Economic Value Added (EVA)

Overall, the aggregate of the top five hundred publicly traded companies has had, not unexpectedly given the pressures brough on by the pandemic, a tough year in terms of value creation; the region has booked a negative $73 billion in EVA, indicating a massive destruction of value for the year. Brazil’s JBS is the leader in value creation so far this year, generating $1.5 billion in EVA. Banks across the region have also demonstrated solid, positive EVAs despite the crisis.

What are the drivers of these top EVA performers? Let’s take a look at Latin American banks. Banks in Latin America are the world’s most profitable over the past decade due to high regulatory entry barriers for competitors, high interest rates, and among the highest margins in the world on consumer services and products. Further, Latin America still has a large unpenetrated market for banking services, allowing expansion, which industries in saturated markets cannot have.

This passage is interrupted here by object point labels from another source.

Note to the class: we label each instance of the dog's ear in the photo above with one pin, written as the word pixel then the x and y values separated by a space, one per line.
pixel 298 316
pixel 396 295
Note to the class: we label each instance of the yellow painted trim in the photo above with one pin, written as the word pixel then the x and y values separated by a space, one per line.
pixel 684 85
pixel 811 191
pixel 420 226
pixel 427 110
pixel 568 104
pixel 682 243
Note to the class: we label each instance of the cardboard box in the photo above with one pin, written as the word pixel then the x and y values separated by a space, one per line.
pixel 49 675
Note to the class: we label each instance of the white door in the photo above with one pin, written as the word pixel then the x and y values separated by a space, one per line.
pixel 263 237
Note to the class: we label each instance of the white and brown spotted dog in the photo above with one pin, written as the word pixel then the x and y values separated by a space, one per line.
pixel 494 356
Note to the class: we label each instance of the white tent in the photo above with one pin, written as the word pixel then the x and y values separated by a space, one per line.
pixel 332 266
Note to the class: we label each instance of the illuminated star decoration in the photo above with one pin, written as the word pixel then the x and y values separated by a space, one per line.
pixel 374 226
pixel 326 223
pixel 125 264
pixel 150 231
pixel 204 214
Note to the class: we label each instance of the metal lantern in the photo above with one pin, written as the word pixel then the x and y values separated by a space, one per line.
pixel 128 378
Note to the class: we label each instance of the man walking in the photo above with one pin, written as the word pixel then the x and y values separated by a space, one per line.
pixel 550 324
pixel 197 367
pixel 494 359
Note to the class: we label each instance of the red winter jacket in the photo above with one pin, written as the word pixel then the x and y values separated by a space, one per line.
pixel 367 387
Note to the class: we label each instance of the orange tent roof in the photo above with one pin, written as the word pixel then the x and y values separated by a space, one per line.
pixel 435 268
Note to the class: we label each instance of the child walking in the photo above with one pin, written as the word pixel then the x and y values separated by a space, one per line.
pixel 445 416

In addition to the financial sector, technology, gas and minerals, and companies that provide essential goods and services have been clear winners during the pandemic. High consumer demand and need, digitalization, lowered costs of capital and low interest rates, and cost reductions have allowed these companies to generate positive wealth creation for shareholders.

Top 10 EVAs Jan - Oct 2020 Latin America (USD)



As the year comes to a close, companies will continue to face ever-evolving challenges to adequately allocate capital in order to foster value creation for shareholders. Latin American companies, despite dealing not only with a pandemic but also with serious systemic issues of corruption, excessive regulation, and underdeveloped markets, have shown themselves very resilient. With disciplined decisions around capital deployment, Latin American executives can enter the upcoming year better positioned to squeeze value out of every dollar in capital used.